What other compilers do I need to worry about struct packing? - c

In GCC, I need to use __attribute__((packed)) to make structs take the least amount of space, for example, if I have a large array of structs I should pack them. What other common compilers do struct padding, and how do I pack structs in these other compilers?

The premise of your question is mistaken. Packed structs are not something you're "supposed to use" to save space. They're a dubious nonstandard feature with lots of problems that should be avoided whenever possible. (Ultimately it's always possible to avoid them, but some people balk at the tradeoffs involved.) For example, whenever you use packed structures, any use of pointers to members is potentially unsafe because the pointer value is not necessarily a valid (properly aligned) pointer to the type it points to. The only time there is a "need" for packed structures is when you're using them to access memory-mapped hardware registers that are misaligned, or to access in-file/on-disk data structures that are misaligned (but the latter won't be portable anyway since representation/endianness may not match, and both problems are solved together much better with a proper serialization/deserialization function).
If your goal is to save space, then as long as you control the definition of the structure, simply order it so as not to leave unnecessary padding space.
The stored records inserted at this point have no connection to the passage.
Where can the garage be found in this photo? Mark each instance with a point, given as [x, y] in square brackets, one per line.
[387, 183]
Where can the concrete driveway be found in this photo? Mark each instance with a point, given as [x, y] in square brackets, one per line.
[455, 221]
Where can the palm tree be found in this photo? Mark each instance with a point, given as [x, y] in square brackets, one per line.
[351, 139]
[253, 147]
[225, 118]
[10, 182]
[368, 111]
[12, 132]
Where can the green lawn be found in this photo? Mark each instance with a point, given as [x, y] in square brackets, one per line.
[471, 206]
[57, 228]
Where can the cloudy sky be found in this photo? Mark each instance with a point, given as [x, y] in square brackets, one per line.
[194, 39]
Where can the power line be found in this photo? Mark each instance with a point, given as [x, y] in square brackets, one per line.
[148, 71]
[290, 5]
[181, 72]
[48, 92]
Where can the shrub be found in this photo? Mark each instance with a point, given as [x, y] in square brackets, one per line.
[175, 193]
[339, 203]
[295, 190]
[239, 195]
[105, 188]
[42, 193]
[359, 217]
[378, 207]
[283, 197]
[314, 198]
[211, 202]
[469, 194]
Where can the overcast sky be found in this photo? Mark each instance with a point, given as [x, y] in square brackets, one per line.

This can be achieved simply by ordering the members in order of decreasing size; if you do that, then on any reasonable implementation, the wasted space will be at most the difference between the size of the largest member and the size of the smallest.

Related

Can C add padding between struct members, even if they are ordered in decreasing alignment?

struct Foo {
int a;
char b;
}
Will it be guaranteed in this case that b will have an offset of sizeof(int) in the struct? Will it be guaranteed that members will be packed together as long as all alignment requirements are being met, no padding required (Not taking into account the padding at the end to align the structures size to the largest member)?
I am asking this because I would like to know if simply fwrite()ing a struct to a save file can cause problems if the layout of a struct is not consistent across platforms, because then each save file would be specific to the platform on which it was created.
There are no guarantees. If a compiler wishes to insert unnecessary padding between structure members, it can do so. (For example, it might have determined that a particular member could be handled much more efficiently were it eight-byte aligned, even though it doesn't require alignment at all.)
Portable code intended for interoperability should not fwrite structs. Aside from the potential of differences in padding, not all platforms use the same endianness, nor the same floating point representation (if that's relevant).
Strictly speaking, the C standard makes no guarantees regarding padding inside of a struct, other than no padding at the beginning.
That being said, most implementations you're likely to come across tend to perform padding in a consistent manner (see The Lost Art of Structure Packing). In your particular example however there's a potential for inconsistency as an int is not necessarily the same size on all platforms.
If you used fixed width types such as int32_t and int8_t instead of int and char then you're probably OK. Adding a static_assert for the size of the struct can help enforce this.
You do however need to worry about endianness, converting each field to a known byte order before saving and back to the host byte order after reading back.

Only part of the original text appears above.